Eight-year-old Merlin was one of 14 cats rescued from deplorable living conditions at an overgrown home.
Piatt said the pet owner could not care for them after being sent to hospice care and diagnosed with brain and lung cancers.
“The house was caked in feces. Everywhere the ground squished when you walked in it,” said Piatt.
At the home, Piatt and Sumler counted 31 cats, but they could only take in 14. They said most of them weren’t spayed or neutered.
“It was just devastating to see that somebody was living in these types of conditions with the smell of ammonia in the air,” said Piatt.
Piatt said the cats have upper respiratory infections and flea dermatitis. She said animal hoarding was a factor in this case.
The C.E.O of the Central Oklahoma Humane Society, Dana McCrory, said animal hoarding is much more common than you think.
“We can’t say for certain that animal hoarding cases are on the rise in Oklahoma, but they are definitely present,” said McCrory. “Many times, when the hoarding situation is brought to our attention, it’s too late. So, act on your instincts. If you think it’s happening, if you see, if you smell it, tell us you need help.”

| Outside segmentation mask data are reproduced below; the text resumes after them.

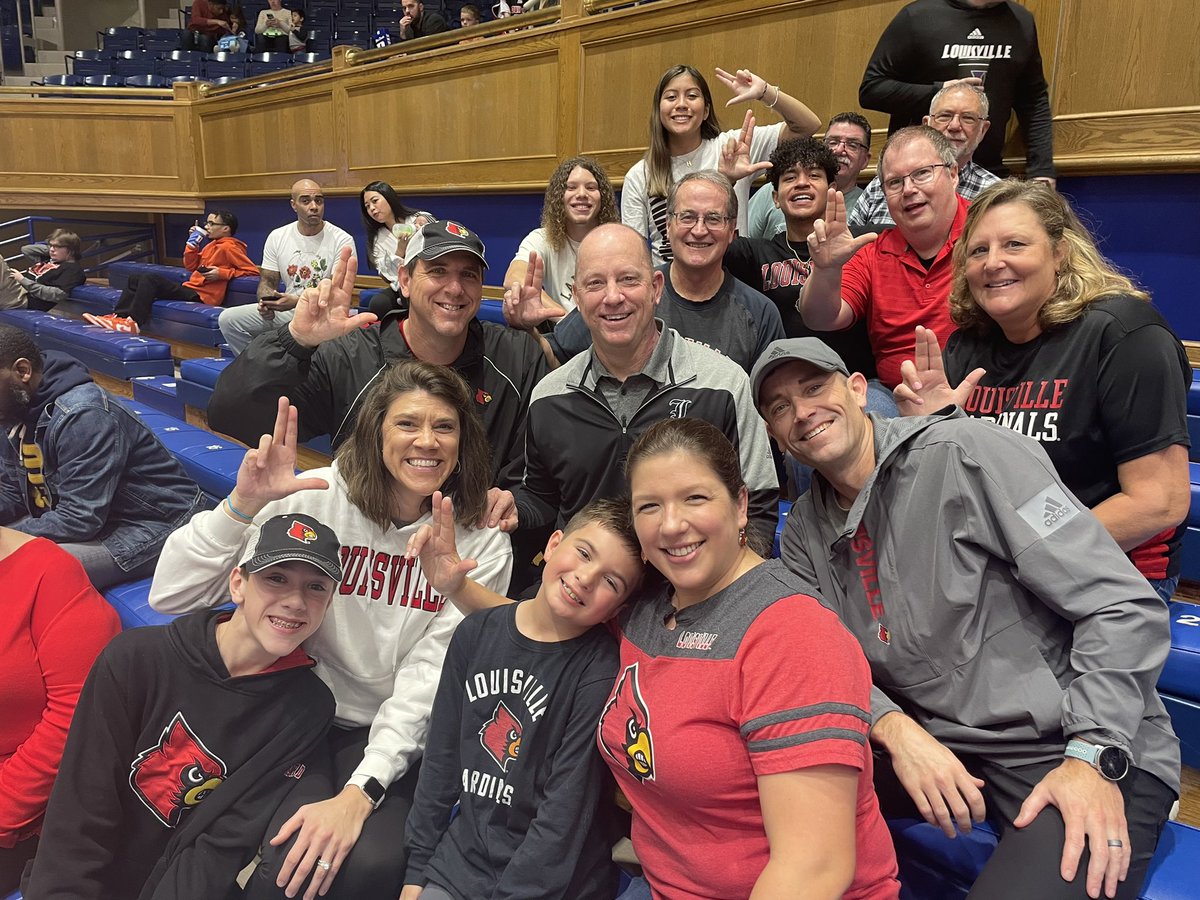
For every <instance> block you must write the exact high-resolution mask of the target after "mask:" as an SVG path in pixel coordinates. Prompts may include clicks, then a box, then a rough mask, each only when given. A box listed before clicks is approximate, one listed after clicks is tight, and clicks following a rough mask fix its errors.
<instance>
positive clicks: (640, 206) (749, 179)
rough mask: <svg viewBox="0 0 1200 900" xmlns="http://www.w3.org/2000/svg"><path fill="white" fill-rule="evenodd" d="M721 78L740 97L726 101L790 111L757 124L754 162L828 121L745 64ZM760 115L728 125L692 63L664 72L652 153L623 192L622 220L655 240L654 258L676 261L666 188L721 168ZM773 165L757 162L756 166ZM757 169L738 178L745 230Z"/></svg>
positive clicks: (764, 158) (654, 97)
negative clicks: (762, 105)
mask: <svg viewBox="0 0 1200 900" xmlns="http://www.w3.org/2000/svg"><path fill="white" fill-rule="evenodd" d="M716 77H718V78H720V79H721V82H722V83H725V85H726V86H728V89H730V90H731V91H733V97H732V100H730V101H728V102H727V103H726V104H725V106H727V107H730V106H733V104H734V103H748V102H750V101H754V100H757V101H761V102H762V103H763V106H766V107H767V108H768V109H774V110H775V112H776V113H779V115H781V116H782V118H784V121H782V122H779V124H778V125H768V126H764V127H761V128H756V130H754V132H752V134H754V138H752V140H751V142H749V143H750V146H749V152H750V161H751V162H754V163H766V161H767V157H768V156H770V151H772V150H774V149H775V144H778V143H779V139H780V138H781V137H785V131H786V137H792V138H809V137H812V133H814V132H815V131H816V130H817V128H820V127H821V120H820V119H818V118H817V116H816V114H815V113H814V112H812V110H811V109H809V108H808V107H806V106H805V104H804V103H802V102H800V101H798V100H797V98H796V97H793V96H791V95H790V94H785V92H784V91H782V90H780V88H779V85H775V84H768V83H767V82H766V80H764V79H763V78H761V77H758V76H756V74H755V73H754V72H751V71H749V70H746V68H739V70H737V72H733V73H732V74H731V73H730V72H726V71H725V70H722V68H718V70H716ZM752 122H754V115H752V114H751V113H750V112H749V110H746V115H745V119H744V120H743V125H742V128H740V130H738V128H736V130H733V131H726V132H722V131H721V124H720V121H718V119H716V110H715V109H714V108H713V94H712V91H710V90H709V89H708V82H706V80H704V76H702V74H701V73H700V71H698V70H696V68H695V67H692V66H686V65H678V66H672V67H671V68H668V70H667V71H666V72H664V73H662V78H660V79H659V84H658V86H656V88H655V89H654V101H653V107H652V108H650V146H649V149H648V150H647V151H646V156H643V157H642V158H641V160H638V161H637V162H636V163H634V168H631V169H630V170H629V172H628V173H626V174H625V185H624V187H623V188H622V191H620V221H622V222H624V223H625V224H628V226H629V227H630V228H632V229H634V230H636V232H640V233H641V234H644V235H646V236H647V238H649V240H650V251H652V253H653V256H654V264H655V265H661V264H662V263H668V262H671V258H672V257H671V242H670V241H668V240H667V192H668V191H670V190H671V184H672V182H673V181H676V180H678V179H680V178H683V176H684V175H685V174H688V173H689V172H696V170H700V169H714V170H715V169H716V167H718V163H719V162H720V158H721V151H722V150H724V149H725V146H726V144H728V143H730V142H731V140H737V139H738V136H739V133H740V132H742V131H744V130H745V128H746V127H748V126H750V125H751V124H752ZM762 168H766V167H764V166H758V167H757V168H756V169H755V172H758V170H760V169H762ZM752 175H754V173H751V175H748V176H745V178H743V179H740V180H739V181H738V182H737V184H736V185H734V188H736V192H737V196H738V230H739V232H745V230H746V208H748V206H749V204H750V182H751V181H754V176H752Z"/></svg>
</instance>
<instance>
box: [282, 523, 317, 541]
mask: <svg viewBox="0 0 1200 900" xmlns="http://www.w3.org/2000/svg"><path fill="white" fill-rule="evenodd" d="M288 538H290V539H292V540H294V541H300V542H301V544H312V542H313V541H314V540H317V533H316V532H314V530H313V529H312V528H310V527H308V526H306V524H305V523H304V522H298V521H296V520H294V518H293V520H292V527H290V528H289V529H288Z"/></svg>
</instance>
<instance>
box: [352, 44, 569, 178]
mask: <svg viewBox="0 0 1200 900" xmlns="http://www.w3.org/2000/svg"><path fill="white" fill-rule="evenodd" d="M558 91H559V88H558V55H557V53H556V52H553V50H552V49H547V50H545V52H541V53H536V54H530V55H522V56H521V58H520V59H517V60H496V61H492V62H487V64H476V65H469V66H458V67H452V68H451V67H444V66H443V67H434V68H431V70H428V71H426V72H422V73H419V74H415V73H404V72H392V77H391V78H373V79H371V80H368V82H362V83H359V84H352V85H349V86H348V88H347V91H346V114H347V119H348V120H349V122H352V125H350V127H349V130H348V152H347V169H348V174H349V175H352V176H353V178H352V181H353V184H361V182H365V181H368V180H371V179H373V178H380V179H384V180H395V184H400V185H404V188H406V190H412V188H426V190H427V188H437V187H444V186H446V185H452V184H463V182H467V184H474V182H478V181H490V180H492V179H494V178H497V176H499V178H500V179H502V180H503V179H504V178H505V172H506V173H508V178H509V179H510V180H511V181H514V182H521V181H533V182H538V181H540V182H542V184H544V182H545V178H546V174H547V173H548V170H550V169H552V168H553V166H554V160H557V155H558V142H557V139H556V136H557V131H558V112H559V104H558V101H557V98H558ZM485 175H486V176H485Z"/></svg>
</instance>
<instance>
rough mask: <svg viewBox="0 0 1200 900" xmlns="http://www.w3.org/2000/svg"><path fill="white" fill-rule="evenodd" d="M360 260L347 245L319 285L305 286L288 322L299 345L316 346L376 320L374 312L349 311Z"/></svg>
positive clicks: (351, 301) (376, 321) (292, 334)
mask: <svg viewBox="0 0 1200 900" xmlns="http://www.w3.org/2000/svg"><path fill="white" fill-rule="evenodd" d="M358 272H359V262H358V259H355V258H354V251H353V250H352V248H350V247H342V250H341V251H340V252H338V254H337V262H336V263H334V270H332V271H331V272H330V277H328V278H323V280H322V282H320V286H319V287H316V288H307V289H306V290H305V292H304V294H301V295H300V302H299V304H296V314H295V316H293V317H292V322H290V323H288V330H289V331H290V332H292V337H293V338H295V342H296V343H298V344H300V346H301V347H317V346H319V344H322V343H324V342H325V341H331V340H334V338H335V337H341V336H342V335H346V334H349V332H350V331H353V330H354V329H356V328H366V326H367V325H370V324H371V323H372V322H377V318H376V316H374V313H370V312H360V313H359V314H358V316H352V314H350V308H352V304H353V300H354V276H355V275H358Z"/></svg>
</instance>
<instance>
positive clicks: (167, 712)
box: [22, 515, 342, 900]
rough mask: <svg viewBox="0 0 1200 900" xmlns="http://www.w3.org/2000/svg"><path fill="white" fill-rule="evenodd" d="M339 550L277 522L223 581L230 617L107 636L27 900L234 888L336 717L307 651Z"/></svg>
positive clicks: (327, 599) (179, 894) (306, 517)
mask: <svg viewBox="0 0 1200 900" xmlns="http://www.w3.org/2000/svg"><path fill="white" fill-rule="evenodd" d="M340 553H341V544H340V541H338V539H337V535H336V534H335V533H334V532H332V529H330V528H328V527H326V526H324V524H322V523H320V522H318V521H317V520H314V518H312V517H311V516H304V515H295V516H293V515H282V516H275V517H274V518H270V520H268V521H266V522H264V523H263V526H262V528H260V530H259V535H258V539H257V540H256V541H253V542H252V544H251V545H250V550H248V551H247V553H246V557H245V558H244V559H242V562H241V564H240V565H239V566H238V568H236V569H234V570H233V572H232V574H230V575H229V594H230V598H232V600H233V602H234V605H235V608H234V610H233V612H232V613H230V612H229V610H228V608H221V610H206V611H204V612H197V613H191V614H187V616H182V617H180V618H179V619H175V620H174V622H173V623H170V624H169V625H164V626H158V628H139V629H133V630H131V631H125V632H122V634H120V635H118V636H116V637H115V638H113V641H112V643H109V644H108V647H107V648H106V649H104V650H103V652H102V653H101V655H100V658H98V659H97V660H96V664H95V666H94V667H92V670H91V673H90V674H89V676H88V682H86V684H84V688H83V692H82V694H80V696H79V704H78V706H77V707H76V715H74V720H73V721H72V724H71V732H70V734H68V736H67V744H66V750H65V751H64V755H62V764H61V766H60V768H59V776H58V780H56V781H55V784H54V790H53V792H52V793H50V802H49V805H48V808H47V811H46V823H44V826H43V828H42V841H41V844H40V845H38V851H37V856H36V857H35V859H34V862H32V865H31V868H30V869H29V870H28V871H26V877H25V883H24V884H23V886H22V893H23V895H24V896H25V898H26V900H47V899H48V898H55V899H58V898H72V900H80V899H86V898H95V900H101V899H102V898H103V899H107V898H122V899H125V898H131V899H132V898H156V899H163V900H166V899H168V898H178V899H179V900H192V899H193V898H205V900H211V899H216V900H220V899H221V898H224V896H227V895H230V894H232V893H233V892H235V890H236V886H235V878H236V876H238V872H239V871H240V870H241V869H242V868H245V865H246V864H247V863H248V862H250V860H251V858H252V857H253V856H254V851H256V848H257V842H258V838H259V835H262V834H263V833H264V832H265V830H266V824H268V821H269V820H270V817H271V815H272V812H274V811H275V809H276V806H277V805H278V804H280V802H281V800H282V798H283V796H284V794H287V793H288V792H289V791H290V790H292V787H293V785H294V779H300V778H301V776H302V775H304V772H305V768H306V766H311V764H312V763H313V760H312V758H310V757H311V755H312V752H313V748H314V746H316V745H317V744H318V742H319V740H320V739H322V737H323V734H324V733H325V730H326V728H328V727H329V724H330V721H332V716H334V697H332V695H331V694H330V692H329V689H328V688H325V685H324V684H323V683H322V680H320V679H319V678H318V677H317V676H316V674H314V673H313V672H312V671H311V668H312V666H313V665H314V664H313V660H312V659H311V658H310V656H308V655H307V654H306V653H305V652H304V650H302V649H300V643H301V641H304V640H305V638H307V637H308V636H310V635H311V634H312V632H313V631H316V630H317V628H318V626H319V625H320V623H322V620H323V619H324V617H325V611H326V608H328V606H329V602H330V600H331V598H332V595H334V588H335V587H336V586H337V583H338V582H340V581H341V577H342V571H341V563H340ZM318 864H319V862H318Z"/></svg>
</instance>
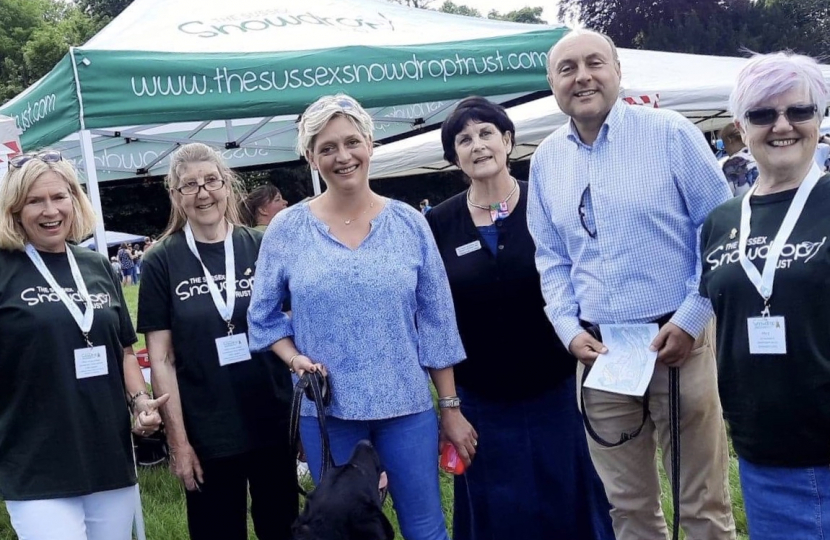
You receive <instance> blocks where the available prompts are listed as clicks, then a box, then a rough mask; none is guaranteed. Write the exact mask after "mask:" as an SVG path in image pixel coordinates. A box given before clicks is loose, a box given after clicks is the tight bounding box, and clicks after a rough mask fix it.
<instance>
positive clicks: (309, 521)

The Humane Society receives at least one call a week about animal hoarding. The society, along with Piatt, said in most cases, owners mean well, but simply cannot afford to care for them.
“They really and truly believe their animals are loved and being cared for,” said Piatt. “Sometimes, it’s a happy story. Sometimes we get perfectly healthy fluffy kittens that need homes – that’s easy. But more often than not, we get heartbreaking cases where they are in terrible conditions and they have been suffering for a long time.”
Piatt said Oklahoma needs more people wanting to foster pets. Her nonprofit operates fully on donations.